You like me! Of course, you probably don't know me very well.

a puzzling, rollicking piece of tosh

September 25th, 2009 by biscuit

I may have mentioned that I ran the marathon, yes? I was a little fried at the time, but since I’ve received some congratulations, I’m going to assume that my marathon post made sense etc. Yes, I could go back and read it, but I’m worried that would make my legs hurt.

There are two things that I did not mention regarding the race. Both had to do with keeping myself entertained for twenty six very long miles and both involved my iPhone.

1 – I listened to The Lost Symbol. Not all of it, obviously, since the unabridged audio book is 18 hours long, but quite a bit of it.

(This is apparently the New Zealand cover.

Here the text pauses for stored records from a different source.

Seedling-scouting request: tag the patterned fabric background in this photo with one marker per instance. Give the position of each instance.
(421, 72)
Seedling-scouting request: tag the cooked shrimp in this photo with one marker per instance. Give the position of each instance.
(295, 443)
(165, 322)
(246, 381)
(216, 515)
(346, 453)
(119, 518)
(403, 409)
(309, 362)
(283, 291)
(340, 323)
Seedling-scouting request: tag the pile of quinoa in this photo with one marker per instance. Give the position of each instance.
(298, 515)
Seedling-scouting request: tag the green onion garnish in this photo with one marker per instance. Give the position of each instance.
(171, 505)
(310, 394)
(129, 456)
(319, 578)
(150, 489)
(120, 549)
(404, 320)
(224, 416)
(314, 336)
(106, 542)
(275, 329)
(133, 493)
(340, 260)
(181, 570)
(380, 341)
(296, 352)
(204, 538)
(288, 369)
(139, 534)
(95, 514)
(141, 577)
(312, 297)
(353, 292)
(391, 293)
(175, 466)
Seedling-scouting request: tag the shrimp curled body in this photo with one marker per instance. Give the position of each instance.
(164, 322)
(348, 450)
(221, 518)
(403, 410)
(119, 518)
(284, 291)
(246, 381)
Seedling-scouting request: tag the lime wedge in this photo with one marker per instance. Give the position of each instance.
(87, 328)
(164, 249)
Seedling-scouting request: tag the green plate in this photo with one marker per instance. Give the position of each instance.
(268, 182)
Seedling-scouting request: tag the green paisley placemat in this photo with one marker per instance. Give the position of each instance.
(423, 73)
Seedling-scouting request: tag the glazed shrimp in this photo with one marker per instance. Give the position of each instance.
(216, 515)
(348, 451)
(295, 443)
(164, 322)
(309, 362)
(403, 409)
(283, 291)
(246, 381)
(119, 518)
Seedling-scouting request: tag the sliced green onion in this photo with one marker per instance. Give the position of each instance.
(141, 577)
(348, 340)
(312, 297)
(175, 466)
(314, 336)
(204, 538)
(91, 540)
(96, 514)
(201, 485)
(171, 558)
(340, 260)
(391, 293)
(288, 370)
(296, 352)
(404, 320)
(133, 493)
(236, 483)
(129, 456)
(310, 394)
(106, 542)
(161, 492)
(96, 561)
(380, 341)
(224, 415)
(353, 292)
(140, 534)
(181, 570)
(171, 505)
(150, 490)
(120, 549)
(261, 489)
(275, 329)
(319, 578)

I like it better than the North American one.)

(This is apparently the New Zealand cover. I like it better than the North American one.)

Why, oh why, does Dan Brown have such a problem with letting us in on his secrets? I’ve now read four (is that all of them?) of his books, and the theme that ties them all together seems to be a basic desire to keep us guessing. Well, other than the whole ‘there are secret symbols everywhere’ theme.

For example, in The Lost Symbol, Robert and his obligatory lady friend are in the back of a taxi cab headed to some fate-of-the-world-depends-on-it meeting, when she suddenly has a revelation involving a dollar bill and redirects the cab. She writes something down and tells Langdon ‘you’re not LOOKING where I’m POINTING’ and then they rush out into the night. That’s the sum total of the information you get, as the reader, for like a chapter and a half.

I’m actually quite familiar with this technique, because I remember it from the chapter books I read when I was little. For example, R.L. Stine could and did rock the chapter ending cliffhanger. Of course, R.L. Stine was also trying to keep young readers from giving up on the whole chapter concept by making the next chapter a must read. What on earth is Dan Brown’s excuse? Dan, darling, we are not third graders and do not have to be tricked into continuing onto the next chapter.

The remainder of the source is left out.